К этому еще присоединилась обида на меня. Таня то ли перед войной, то ли в ее начале вышла замуж за врача, который работал где-то в сельской или полусельской местности. Послевоенное время было голодным. Кто-то рассказал, что она завела корову и огород. И я сказала, что если б не готовиться в институт, то я бы тоже не прочь завести огород. Это было передано Каспаровым так. что я вроде смеюсь над огородом и воображаю, потому что собираюсь учиться, а у Тани судьба сложилась так. что она не получила высшего образования. Тоже чепуха какая-то. Но мы больше никогда не общались с Маней Каспаровой - папиным ближайшим другом.
Манин муж Алеша был для меня каким-то образцом. Невысокий, стройный, элегантный, умный и добрый, очень сдержанный человек. Он составлял мне списки книг, которые советовал прочесть. Часто давал книги из своей библиотеки. Когда я возвращала их ему, он всегда находил время поговорить о прочитанном. Это были беседы не формальные и какие-то не ортодоксальные, что ли, с точки зрения всей их партийной компании, более глубокие, чем с другими папиными друзьями. Может, не столь сердечные, как с Левой Алиным, но более серьезные. Правда, я была на два-три года старше, чем до ареста Левы Алина. Я несколько раз в предвоенные годы говорила об Алеше с Таней Каспаровой. И чувствовала, что она как-то ревниво относится к рассказу о моей дружбе с ним.
А теперь у меня сын - Алеша. И у Тани Каспаровой - тоже Алеша, только лет на десять старше моего.

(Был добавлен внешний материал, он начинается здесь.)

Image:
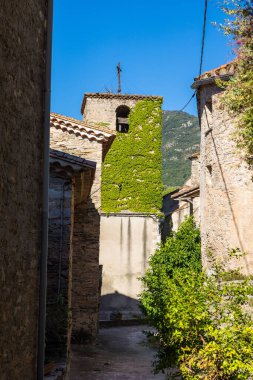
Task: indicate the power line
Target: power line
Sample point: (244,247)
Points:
(189,101)
(203,38)
(201,52)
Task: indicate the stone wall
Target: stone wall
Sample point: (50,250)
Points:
(103,112)
(226,185)
(85,263)
(22,78)
(86,231)
(59,267)
(90,150)
(126,243)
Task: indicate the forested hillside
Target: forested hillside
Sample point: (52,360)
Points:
(181,138)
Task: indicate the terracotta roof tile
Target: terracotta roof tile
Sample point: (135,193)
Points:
(194,155)
(109,95)
(224,72)
(79,128)
(185,190)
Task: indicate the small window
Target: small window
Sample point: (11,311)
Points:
(122,123)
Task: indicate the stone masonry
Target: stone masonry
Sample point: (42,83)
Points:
(126,239)
(226,187)
(22,77)
(65,171)
(100,109)
(75,137)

Кроме друзей, которых я считала "настоящими", к папе приходили некоторые из сослуживцев. Эрколе, Вальтер, многие поляки, Черномордик, Благоева и другие болгары, Ибаррури. Часто бывал какой-то очень красивый палестинец, фамилию которого не помню. Мне казалось, что он немного ухаживает за мамой. Иногда заходил наш сосед из № 8 индонезиец и его русская жена. Вообще-то она была еврейка, но в "Люксе" всех советских называли русскими. Она была из немногих люксов-ских женщин, с которыми у мамы были какие-то отношения. А их маленькая дочка Сунарка, прелестная смесь европейской и азиатской рас, торчала у нас иногда целыми днями.

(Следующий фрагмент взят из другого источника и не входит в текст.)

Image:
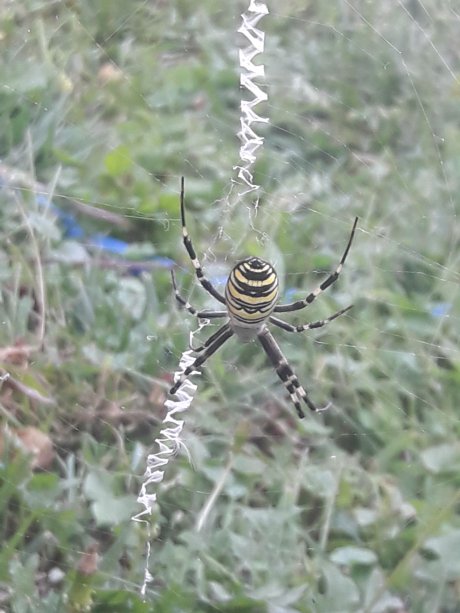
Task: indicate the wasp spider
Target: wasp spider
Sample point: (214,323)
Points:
(250,298)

Сунарка жила справа от нас. А слева в № 10 жили Эрколе. Муж, жена, сын Альдо. Альдошка был не очень контактный, редко выходил в коридор, кажется, ни с кем в доме не дружил. И я не запомнила в нем ничего плохого и ничего хорошего. Его мама была приветливой, веселой, какой-то очень милой женщиной с совсем седыми волосами и молодым розовым лицом. Она плохо говорила по-русски и всегда первой смеялась над своими ошибками.

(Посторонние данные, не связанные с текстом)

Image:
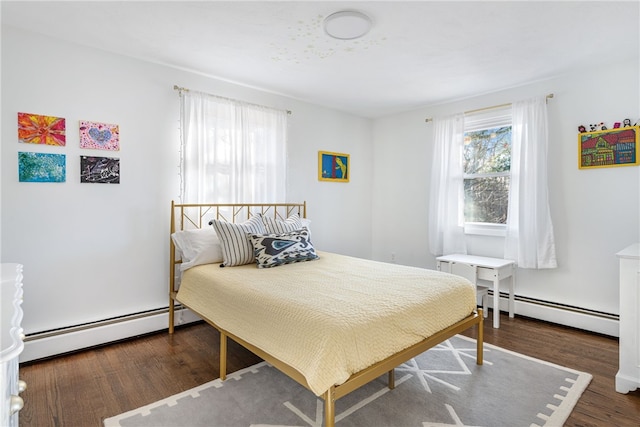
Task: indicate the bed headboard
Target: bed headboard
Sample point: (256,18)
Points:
(189,216)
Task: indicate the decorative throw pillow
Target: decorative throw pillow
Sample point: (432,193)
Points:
(197,246)
(236,247)
(272,250)
(277,226)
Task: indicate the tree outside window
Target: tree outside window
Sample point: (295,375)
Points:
(487,163)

Когда Эрколе приходил к папе, они обычно говорили по-французски. Если же разговор шел по-русски, то он говорил очень медленно, старательно выговаривая слова. В шахматы он, видимо, не играл. Я не помню его играющим с папой, а папа всех играющих сразу тащил к маленькому столику, где всегда наготове были расставлены шахматы. Иногда Эрколе приходил не к папе, а ко мне. Он занимался русским языком с учительницей, и при подготовке уроков ему временами была нужна моя помощь. В русском я помогала не только ему, но и другим взрослым "люксовцам". И даже иногда папе. И очень этим гордилась. Разумеется, я знала, что Эрколе - один из руководителей итальянской компартии. Но в моем представлении вождь должен был быть не таким. Выше. Горячей. Может быть, даже страстней. Не с такой размеренной, а обязательно пылкой манерой говорить. Я тогда часто ловила себя на мысли о том, что и Ленин тоже не очень тянет на вождя, как мне представляется вождь. И Сталин тоже. Мне хотелось какого-нибудь Спартака, что ли. И когда я встречала в коридоре Джерманетто (почти одновременно с романом Джованьоли я прочла его "Записки цирюльника"), несколько сгорбленного, с тросточкой, хромающего, я начинала горевать, что с вождями все что-то не то. Не с идеями. Боже упаси! Только внешне. Мне хотелось красивого вождя. А Эрколе! И эта его дотошность с уроками. Как будто он боится своей учительницы. Его настоящую фамилию - Тольятти - и о судьбе его семьи (он разошелся с той седой, розовой женщиной) я узнала только в конце 50-х годов.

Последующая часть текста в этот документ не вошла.